Antrag
Der Gemeinderat möge beschließen:
Die Verwaltung wird beauftragt, in den Dienststellen und bei den Eigenbetrieben das anonymisierte Bewerbungsverfahren einzuführen.
Begründung:
Eine Studie des Instituts zur Zukunft der Arbeit kam erst kürzlich zu dem Ergebnis, dass Bewerberinnen mit Kopftuch und Migrationshintergrund eindeutig – bewusst oder unbewusst – diskriminiert werden. In einem groß angelegten Feldversuch waren 1.500 fiktive Bewerbungen – einmal mit dem Namen Sandra Bauer und einmal mit dem Namen Meryem Öztürk – an Unternehmen in Deutschland verschickt und dann die Rückmeldungen der Personalabteilungen analysiert worden. Die fiktiven Lebensläufe waren identisch. Sandra Bauer wurde bei diesem Versuch in 18,8 % der Fälle zum Bewerbungsgespräch eingeladen, Meryem Öztürk nur in 13,5 % der Fälle. Im dritten Fall, in dem Meryem Öztürk mit Kopftuch abgebildet war wurde sie nur in 4,2 % der Fälle eingeladen. So müsste sie sich statistisch 4,5-mal häufiger bewerben. Weiterhin nahm die Diskriminierung mit steigendem Qualifikationsniveau zu. Musste sich Meryem Öztürk für eine Stelle als Sekretärin 3,5-mal häufiger bewerben als Sandra Bauer, waren es für eine Stelle als Bilanzbuchhalterin 7,6-mal mehr Bewerbungen für die kopftuchtragende Bewerberin. Auch andere Studien und die Beratungserfahrung der Antidiskriminierungsstelle des Bundes bestätigen, dass vor allem Menschen mit Migrationshintergrund, ältere Arbeitsuchende und Frauen mit Kindern in Bewerbungsverfahren oft benachteiligt werden und deutlich schlechtere Chancen haben, zu einem Vorstellungsgespräch eingeladen zu werden.

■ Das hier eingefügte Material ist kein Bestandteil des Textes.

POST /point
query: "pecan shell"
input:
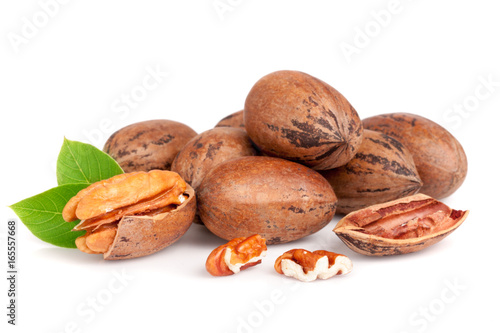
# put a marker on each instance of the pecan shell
(401, 226)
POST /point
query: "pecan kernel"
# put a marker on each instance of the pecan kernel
(308, 266)
(236, 255)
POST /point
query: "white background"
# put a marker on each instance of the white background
(67, 76)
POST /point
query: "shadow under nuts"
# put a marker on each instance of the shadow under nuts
(439, 157)
(382, 170)
(133, 214)
(148, 145)
(295, 116)
(401, 226)
(278, 199)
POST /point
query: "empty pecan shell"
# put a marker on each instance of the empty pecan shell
(401, 226)
(133, 214)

Bereits im Herbst 2012 wurde in Zusammenarbeit mit der Antidiskriminierungsstelle des Bundes das Mannheimer Pilotprojekt „Anonymisierte Bewerbung bei Azubis“ durchgeführt. Im Jahr 2013 nahm Mannheim an einem entsprechenden Modellprojekt des Integrationsministeriums in Baden-Württemberg teil. Hierbei wurden in 5 verschiedenen Fachbereichen insgesamt 12 Stellenbesetzungen unterschiedlicher Hierarchiestufen nach dem anonymisierten Bewerbungsverfahren durchgeführt.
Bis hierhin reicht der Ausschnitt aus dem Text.